Elman proposed a different way forward. Instead of representing time explicitly, he suggested representing it “implicitly by its effects on processing”. The solution was to give the network a form of memory.

The architecture of these simple recurrent networks, now often called “Elman networks,” is elegant. In addition to input, hidden, and output layers, the network includes a set of “context units.” After each time step, the activation pattern of the hidden layer is copied to these context units. These context units then feed back into the hidden layer at the next time step, along with the new external input.

This simple recurrent loop means the network’s internal state at any moment is a function of both the current input and its own previous state. This gives the network a dynamic memory, allowing it to process information in the context of what came before. Elman explains that “the internal representations which develop thus reflect task demands in the context of prior internal states”.

From Simple Patterns to Complex Grammar

To test the power of simple recurrent networks, Elman designed a series of simulations where the network’s task was always the same: predict the next item in a sequence.

The experiments started with simple patterns, like a temporal version of the classic XOR problem, and moved to more complex letter sequences. In one task, the network was fed a stream of “letters” (represented as vectors) that formed “syllables” according to specific rules, such as the consonant ‘d’ always being followed by two ‘i’ vowels. The network successfully learned these rules and could accurately predict the vowels following a given consonant. It could even learn that after a sequence of vowels, a consonant was likely to appear next, even if it could not know which one.

The most compelling simulation involved discovering the structure of language. The network was trained on a continuous stream of thousands of words generated from simple sentence templates like “man eats cookie” or “dragon chases woman”. Crucially, the input vectors for each word were arbitrary and gave no clue about their meaning or grammatical category. The network’s only task was to predict the next word.

Discovering Nouns and Verbs from Scratch

After training, an analysis of the network’s internal hidden unit patterns revealed something remarkable. The network had spontaneously organized the words based on their grammatical and semantic properties.

Without any explicit instruction, the network learned to group words into abstract categories. A hierarchical analysis showed a clean split between nouns and verbs. Within the noun category, further divisions emerged between animate and inanimate nouns. The animate nouns were even subdivided into humans and animals, while inanimate nouns were grouped into categories like “breakable” and “edible”.

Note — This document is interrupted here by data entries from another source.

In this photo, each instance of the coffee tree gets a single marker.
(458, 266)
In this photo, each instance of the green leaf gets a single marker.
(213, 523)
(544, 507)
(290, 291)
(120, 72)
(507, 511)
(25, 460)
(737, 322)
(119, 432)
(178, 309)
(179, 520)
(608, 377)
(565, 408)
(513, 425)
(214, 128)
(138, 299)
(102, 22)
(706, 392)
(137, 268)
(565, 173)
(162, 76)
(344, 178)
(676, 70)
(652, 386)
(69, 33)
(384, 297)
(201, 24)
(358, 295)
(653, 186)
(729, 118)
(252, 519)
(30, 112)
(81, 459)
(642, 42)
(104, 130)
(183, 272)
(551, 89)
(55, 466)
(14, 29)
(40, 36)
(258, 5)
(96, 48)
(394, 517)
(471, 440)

This demonstrated that the complex categorical structure of language is implicitly present in the sequential statistics of word order, and that simple recurrent networks are powerful enough to discover it. The network learned that words like “man” and “woman” behave similarly because they tend to appear in similar contexts and precede a similar range of verbs.

The Importance of Context

This approach also provides an elegant solution to the “type-token” distinction, a classic problem in representation. A “type” is an abstract category (the concept of a ‘boy’), while a “token” is a specific instance (‘boy’ in the sentence “the boy runs”).

Because the network’s internal state is always influenced by prior context, its representation for ‘boy’ was never exactly the same twice. The specific pattern of activation for ‘boy’ was subtly different depending on the sentence it appeared in. Yet, all these different “tokens” of ‘boy’ were more similar to each other than to any token of ‘girl’ or ‘cat’, thus forming a coherent “type”. This allows the representations to be both context-dependent and generalizable. As Elman notes, this method provides an “alternative account of how such distinctions can be made without indexing or binding”.

The legacy of Elman’s work is profound. Simple recurrent networks laid the foundation for more advanced architectures like LSTMs and GRUs that are at the heart of modern natural language processing and today’s large language models. The paper showed that with the right architecture, a learning system does not need to be given abstract rules. Instead, it can discover them on its own, finding deep structure hidden in the flow of time.